The bringer of the most warmth returns back to the nest, causing her to snuggle in to plush fur, reaching out with tiny paws to start kneading in content. Cicada, another parent though unbeknownst to the little thing, moves closer to inspect the trio. Mistletoe, a name bestowed upon her sibling, a fuzzy body shes just barely aware of next to her. And then comes Deathberry, and that falls on deaf ears as well. Unnamed, she stirs lightly against her siblings. All could wait, for her, and she wouldn't care. She was happy with her life, needing nothing more, nothing less. Happy as a newborn kit could be, thats for sure.
 

Deathberry. Oh to be conscious in this moment - to learn of the thinly veiled duress that comes with being named for inception and the end. She wouldn't be thrilled. She wouldn't like to learn now that her parent has deemed her a harbinger in her own right - and that to follow she must be so frail, broken by the cold and circumstance. Perhaps it is lucky then that her ears fold shut, muffling the noise outside. That her eyes, deathly cold and blue, remain sewn to slivers. One day she will learn this name of hers, respond to her moniker like her siblings will theirs. But as those days come, so will her ailments, so will her understanding.

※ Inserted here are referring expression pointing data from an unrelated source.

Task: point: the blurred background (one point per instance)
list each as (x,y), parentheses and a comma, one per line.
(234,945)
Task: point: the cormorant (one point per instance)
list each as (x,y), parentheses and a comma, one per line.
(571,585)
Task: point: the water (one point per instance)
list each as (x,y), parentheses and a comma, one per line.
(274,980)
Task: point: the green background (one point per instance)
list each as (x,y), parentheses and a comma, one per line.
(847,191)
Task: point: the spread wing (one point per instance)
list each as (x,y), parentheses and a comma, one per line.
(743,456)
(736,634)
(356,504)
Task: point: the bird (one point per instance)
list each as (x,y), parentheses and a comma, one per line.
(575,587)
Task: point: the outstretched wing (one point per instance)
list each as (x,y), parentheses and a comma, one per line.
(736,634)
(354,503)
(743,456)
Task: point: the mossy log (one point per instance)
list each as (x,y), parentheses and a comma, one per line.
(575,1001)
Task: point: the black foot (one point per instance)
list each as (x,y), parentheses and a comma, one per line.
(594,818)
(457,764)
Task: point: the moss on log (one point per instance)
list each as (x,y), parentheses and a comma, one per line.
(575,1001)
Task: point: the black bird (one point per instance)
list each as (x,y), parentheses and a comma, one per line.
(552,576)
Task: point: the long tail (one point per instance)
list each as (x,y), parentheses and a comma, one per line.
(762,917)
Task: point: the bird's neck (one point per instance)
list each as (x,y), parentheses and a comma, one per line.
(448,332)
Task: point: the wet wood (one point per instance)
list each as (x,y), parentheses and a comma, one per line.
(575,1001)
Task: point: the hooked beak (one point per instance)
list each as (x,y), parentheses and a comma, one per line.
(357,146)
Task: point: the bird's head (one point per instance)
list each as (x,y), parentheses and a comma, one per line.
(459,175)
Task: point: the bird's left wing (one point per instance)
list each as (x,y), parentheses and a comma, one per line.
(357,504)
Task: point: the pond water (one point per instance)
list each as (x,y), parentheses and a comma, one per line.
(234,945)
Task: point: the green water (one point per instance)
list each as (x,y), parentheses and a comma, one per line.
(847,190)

A sneeze echoes off of her muzzle. The chill has broken through her thin kitten coat and made a home beneath her skin. Her sibling is named whilst another remains otherwise, and she cares not. Deathberry, a sign of insurrection, of deception, of pain. A girl of want, of distance, of disillusion. Deathberry, for there will never be enough reminders of the crimes that are and horrors that will be. Deathberry, for that is her, and it is all she will ever be.